To combat this divisiveness, states can invest in efforts to promote shared values and bridge gaps in understanding and perception among its diverse populations around the state. States can also support innovation to increase and diversify community engagement. With new technologies, states can use tools that engage communities in new ways, reach broader populations for input into decisionmaking, and leverage private funds for public projects.
Changes to state policy are critical to paving the way to a different future. As state leaders implement strategies for long-term recovery, they should exercise all of their authorities and focus their resources on building stronger neighborhoods. These efforts should combat economic isolation, promote opportunity, create flexible and healthy environments, strengthen community identity, and empower residents to exercise their voice. Many strategies to achieve these aims have already been implemented and tested by creative policymakers in other states. Those seeking solutions need only look to the successful models described in this report.

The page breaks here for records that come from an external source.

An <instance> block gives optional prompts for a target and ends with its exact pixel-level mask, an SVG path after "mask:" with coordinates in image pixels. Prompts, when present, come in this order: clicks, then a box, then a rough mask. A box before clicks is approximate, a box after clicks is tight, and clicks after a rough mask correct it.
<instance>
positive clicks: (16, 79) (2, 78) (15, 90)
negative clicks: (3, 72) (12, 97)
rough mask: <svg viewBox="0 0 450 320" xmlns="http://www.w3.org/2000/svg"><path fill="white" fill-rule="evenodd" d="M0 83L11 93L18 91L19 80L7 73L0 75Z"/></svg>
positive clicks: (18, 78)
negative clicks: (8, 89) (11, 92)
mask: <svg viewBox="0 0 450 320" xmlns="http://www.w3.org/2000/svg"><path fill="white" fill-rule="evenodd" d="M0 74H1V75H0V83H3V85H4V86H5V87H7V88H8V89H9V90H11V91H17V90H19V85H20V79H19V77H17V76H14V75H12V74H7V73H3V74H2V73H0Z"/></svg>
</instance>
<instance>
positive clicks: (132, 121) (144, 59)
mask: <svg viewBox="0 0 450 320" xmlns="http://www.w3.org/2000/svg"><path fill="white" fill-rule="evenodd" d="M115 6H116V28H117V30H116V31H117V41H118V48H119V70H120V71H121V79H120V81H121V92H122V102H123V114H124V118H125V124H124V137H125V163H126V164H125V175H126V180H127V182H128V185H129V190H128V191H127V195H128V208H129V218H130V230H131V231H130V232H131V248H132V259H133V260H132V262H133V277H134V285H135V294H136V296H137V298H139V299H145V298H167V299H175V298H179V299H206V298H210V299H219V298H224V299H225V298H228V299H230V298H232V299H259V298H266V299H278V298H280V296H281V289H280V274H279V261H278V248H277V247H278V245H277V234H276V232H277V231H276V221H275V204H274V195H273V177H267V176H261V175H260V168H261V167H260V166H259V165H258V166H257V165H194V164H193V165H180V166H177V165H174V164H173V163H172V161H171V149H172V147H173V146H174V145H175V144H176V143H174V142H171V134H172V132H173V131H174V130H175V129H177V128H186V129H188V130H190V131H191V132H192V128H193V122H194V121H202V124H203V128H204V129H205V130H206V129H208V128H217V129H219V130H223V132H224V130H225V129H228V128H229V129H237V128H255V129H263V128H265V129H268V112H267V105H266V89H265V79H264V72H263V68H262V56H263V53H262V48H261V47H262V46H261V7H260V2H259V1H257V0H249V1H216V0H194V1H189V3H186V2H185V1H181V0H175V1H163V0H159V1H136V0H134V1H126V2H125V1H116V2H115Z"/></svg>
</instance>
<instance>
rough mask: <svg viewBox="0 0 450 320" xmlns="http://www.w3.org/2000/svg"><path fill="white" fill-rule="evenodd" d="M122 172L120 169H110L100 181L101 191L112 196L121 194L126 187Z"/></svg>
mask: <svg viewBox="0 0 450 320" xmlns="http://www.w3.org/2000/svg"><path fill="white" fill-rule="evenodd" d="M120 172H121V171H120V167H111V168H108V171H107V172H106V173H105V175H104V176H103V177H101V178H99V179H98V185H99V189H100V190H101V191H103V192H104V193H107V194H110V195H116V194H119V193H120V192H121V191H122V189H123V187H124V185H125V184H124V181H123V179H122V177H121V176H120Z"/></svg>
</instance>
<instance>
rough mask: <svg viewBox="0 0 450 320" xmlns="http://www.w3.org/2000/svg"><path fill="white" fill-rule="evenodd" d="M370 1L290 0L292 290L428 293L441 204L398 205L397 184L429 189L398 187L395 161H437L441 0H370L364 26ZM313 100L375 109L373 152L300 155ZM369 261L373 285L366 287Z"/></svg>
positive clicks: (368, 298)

A new report suggests that states have four major roles that can dramatically affect the prospects of places:
These roles empower state policymakers to dramatically affect economic, social, environmental, and civic conditions in places.
By creating neighborhoods that are more connected, vibrant, and inclusive, state leaders will not only build stronger local communities, but stronger states and a stronger nation as well. It is a substantial but necessary investment in making the nation and all of its communities more resilient and prepared for the future shocks that are sure to come.